Despite these misgivings, the first two sections are still packed with all manner of emotion, and by the final third the audience is incredibly invested in the character of Tao. Zhao Tao delivers another powerhouse performance, portraying two markedly different versions of the same character with equal aplomb.
She’s adorable in her girl-next-door role in 1999, and carries a remarkable amount of gravitas as a small business owner in 2014. Because of the distance between these two periods, she makes it utterly believable that this is the same character nonetheless, but altogether less naive and more world-weary. She is the glue that binds these sections together, and her relative absence in the third section is part of what makes it feel like an anticlimax.
One can’t ignore the largest issue with the near future section in Australia, though: Dong Zijiang is completely lacking in charisma in his role as Tao and Jinsheng’s son Daole. Perhaps he would be better saying his lines in Mandarin, but his entire role is in English and none of the words that come out of his mouth sound convincing, nullifying the tension that there could have been in the scenes when he fights with his father. The script also takes a nosedive in this section, as the central drama is something I found very hard to care about, full of events that seemed to happen at complete random.

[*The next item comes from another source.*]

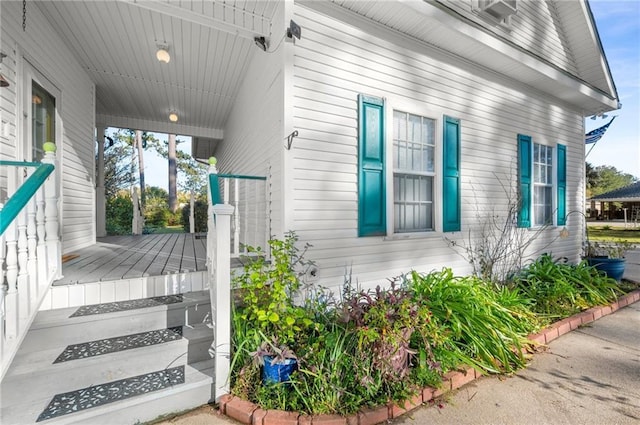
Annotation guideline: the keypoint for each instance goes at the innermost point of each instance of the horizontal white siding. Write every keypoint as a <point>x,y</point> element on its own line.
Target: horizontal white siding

The reason why this is such a disappointment is because the first two sections seemed to have such a natural progression into each other. The first section is probably where the film peaks, mainly because of Jia’s entertaining use of 90s aesthetics to create the atmosphere, but also because of how the three central characters work with each other so well; the main actors creating a wonderful, yet strained screen friendship.
Therefore, the second section is tragic because of how disparate they all are, how cold their interactions are when they see each other again. It’s their story that we are invested in, and it’s not as if Daole’s story gives anything of an image of what life is like for the characters now, beyond Jinsheng being obsessed with the concept of freedom and being able to purchase firearms.
It’s not just that the audience is disappointed with the lack of the characters they had grown to love, that could have been played for powerful effect, its rather that this final thread of the narrative feels tangential, from a story hardly worth telling that we have no stake in whatsoever.
All this adds up to a frustrating film to review. As much as possible, it should be commended for its first two thirds which, although slightly janky, are charming, romantic, powerful, and tragic in all manner of ways at many different points. The three leads are all wonderful in their roles, but Zhao Tao deserves particular commendation for her complete domination of the screen in any scene she is in. Long-time collaborator and husband Jia seems to get the best out of her and her performance her cements them as one of the best director-actor partnerships the cinematic world has to offer right now.
My word, though, how the film loses its grip of the narrative thread and the audience’s attention as it progresses. Ending on a weak note is a cardinal sin; it leaves a bitter taste in the mouth. Worst of all, it makes it feel like all of the hard work that the director and actors had put in up to that point to make a compelling narrative was for nought. Mountains May Depart could have been so much greater than the sum of its parts, but instead, you’re left wishing that one of those parts didn’t exist.